A tiny island 12km southwest of Hong Kong, Cheung Chau is the smallest of the inhabited outlying islands yet it is the most populated and busiest. Urbanized, but in an odd China-style manner, the district is brimming with Chinese junks and sampans that crowd the island’s small-curving harbor.
The Cheung Chau community survives mainly on the sources of the sea. Its harbor is complete with all kinds of fishing boats in different sizes, shapes, and colors. Since the harbor is relatively small, these fishing boats compete with the omnipresent round kaido, small boats used as water taxis, to transport passengers between Cheung Chau’s ends.

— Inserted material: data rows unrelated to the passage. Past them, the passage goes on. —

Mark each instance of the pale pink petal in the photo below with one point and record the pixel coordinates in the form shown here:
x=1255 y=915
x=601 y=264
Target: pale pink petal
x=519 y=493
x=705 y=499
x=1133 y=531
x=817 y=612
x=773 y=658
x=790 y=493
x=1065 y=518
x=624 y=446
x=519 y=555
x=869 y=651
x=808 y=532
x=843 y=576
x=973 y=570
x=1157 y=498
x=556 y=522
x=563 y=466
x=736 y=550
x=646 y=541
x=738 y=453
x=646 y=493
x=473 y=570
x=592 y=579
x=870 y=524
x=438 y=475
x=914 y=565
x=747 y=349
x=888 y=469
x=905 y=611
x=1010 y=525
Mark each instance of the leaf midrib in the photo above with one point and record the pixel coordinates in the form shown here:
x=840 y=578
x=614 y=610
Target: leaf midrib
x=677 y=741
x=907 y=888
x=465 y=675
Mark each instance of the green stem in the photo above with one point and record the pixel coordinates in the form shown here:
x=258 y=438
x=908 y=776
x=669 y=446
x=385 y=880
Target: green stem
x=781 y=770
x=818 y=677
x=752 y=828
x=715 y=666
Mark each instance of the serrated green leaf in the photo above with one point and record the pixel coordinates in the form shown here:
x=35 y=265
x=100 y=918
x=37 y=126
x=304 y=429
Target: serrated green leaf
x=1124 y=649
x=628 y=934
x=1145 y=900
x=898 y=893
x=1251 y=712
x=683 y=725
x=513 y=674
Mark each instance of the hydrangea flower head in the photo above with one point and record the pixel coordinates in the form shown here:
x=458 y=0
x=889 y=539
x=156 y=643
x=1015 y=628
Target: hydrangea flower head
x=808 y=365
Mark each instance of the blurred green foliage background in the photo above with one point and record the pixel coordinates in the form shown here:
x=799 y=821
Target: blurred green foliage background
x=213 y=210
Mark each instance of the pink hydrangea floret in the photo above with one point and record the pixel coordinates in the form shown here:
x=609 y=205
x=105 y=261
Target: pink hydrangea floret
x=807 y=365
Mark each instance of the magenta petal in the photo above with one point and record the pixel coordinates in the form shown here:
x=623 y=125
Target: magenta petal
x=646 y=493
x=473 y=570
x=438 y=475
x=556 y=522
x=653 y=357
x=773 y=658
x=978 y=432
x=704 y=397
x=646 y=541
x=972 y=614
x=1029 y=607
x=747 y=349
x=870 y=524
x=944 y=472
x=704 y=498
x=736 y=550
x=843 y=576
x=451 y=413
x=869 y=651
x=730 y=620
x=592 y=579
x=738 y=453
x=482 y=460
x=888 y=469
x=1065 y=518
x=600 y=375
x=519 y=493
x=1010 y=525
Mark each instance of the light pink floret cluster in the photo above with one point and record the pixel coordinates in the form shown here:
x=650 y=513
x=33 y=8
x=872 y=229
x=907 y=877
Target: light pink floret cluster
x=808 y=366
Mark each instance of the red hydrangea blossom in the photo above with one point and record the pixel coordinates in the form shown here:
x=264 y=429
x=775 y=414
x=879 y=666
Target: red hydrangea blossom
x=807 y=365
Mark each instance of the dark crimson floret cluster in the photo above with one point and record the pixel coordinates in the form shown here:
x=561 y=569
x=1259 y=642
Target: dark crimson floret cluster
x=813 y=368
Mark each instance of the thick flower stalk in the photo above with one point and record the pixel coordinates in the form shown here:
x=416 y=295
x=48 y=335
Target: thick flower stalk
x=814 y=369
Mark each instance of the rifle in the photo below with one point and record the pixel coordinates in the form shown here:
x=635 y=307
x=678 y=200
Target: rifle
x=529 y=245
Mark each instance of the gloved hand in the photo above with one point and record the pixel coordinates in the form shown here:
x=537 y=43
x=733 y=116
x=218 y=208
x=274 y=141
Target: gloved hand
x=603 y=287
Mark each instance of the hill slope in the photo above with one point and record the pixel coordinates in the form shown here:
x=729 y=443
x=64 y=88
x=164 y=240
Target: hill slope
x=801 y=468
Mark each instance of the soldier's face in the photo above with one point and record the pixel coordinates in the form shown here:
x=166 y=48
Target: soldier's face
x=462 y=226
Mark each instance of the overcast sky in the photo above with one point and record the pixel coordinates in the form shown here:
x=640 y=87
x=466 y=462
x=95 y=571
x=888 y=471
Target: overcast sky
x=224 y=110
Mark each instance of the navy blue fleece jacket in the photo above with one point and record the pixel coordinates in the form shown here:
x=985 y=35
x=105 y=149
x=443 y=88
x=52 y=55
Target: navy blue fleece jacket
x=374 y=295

Cheung Chau is a dumbbell-shaped island, with hills at the northern and southern ends and a village in between. The thin, middle part of the island is narrow enough that visitors can walk from Cheng Chau Harbour on its west side to Tung Wan Harbour on the east in just a few minutes. Cheung Chau Village, adjacent to the ferry dock, is a labyrinth of alleyways and cars are non-existent at this end of Hong Kong. A browse in any direction from the ferry terminal will pass both modern and traditional shops and restaurants.
Pak Tai Temple
The temple was completed in 1783 to commemorate Pak Tai, who is god and protector of the fishing clan. The temple, located a short distance to the left of the ferry dock, contains statues of two generals, Thousand Li-Eye and Favourable Wind Ear, who were said to be able to see or hear anything at any distance.
During late April or early May each year, Cheung Chau hosts a giant celebration for a four-day Bun Festival, known as Ching Chiu in Cantonese. The festival is highlighted with the erection of giant bamboo towers comprising edible buns at the courtyard of Pak Tai Temple. The buns are handed out for good luck in an orderly manner to participants of the festival. Another interesting feature of this festival is the ‘floating children’, colorfully clad children hoisted up on stilts and paraded through the crowds. Other performances, such as Chinese operas, lion dances, and religious services are displayed to entertain both locals and visitors alike.
Scattered about the island are several other temples dedicated to Tin Hau, Queen of Heaven and goddess of the sea. Tin Hau is well respected here by the fishing community who visit her temples to offer worship and prayers for a better fortune and to protect them when out at sea. Not only do the locals visit the many Tin Hau temples, but even those from Hong Kong sometimes come over to pray.
Tung Wan Beach
Cheung Chau’s primary beach is the Tung Wan Beach. However, despite its popularity, the beach is not really as excellent as others on the island. The beach sits on the other side of the narrow isthmus from Cheung Chau Harbour. Other beaches include those at Tai Kwai Wan and Tung Wan Tsai on the northern end.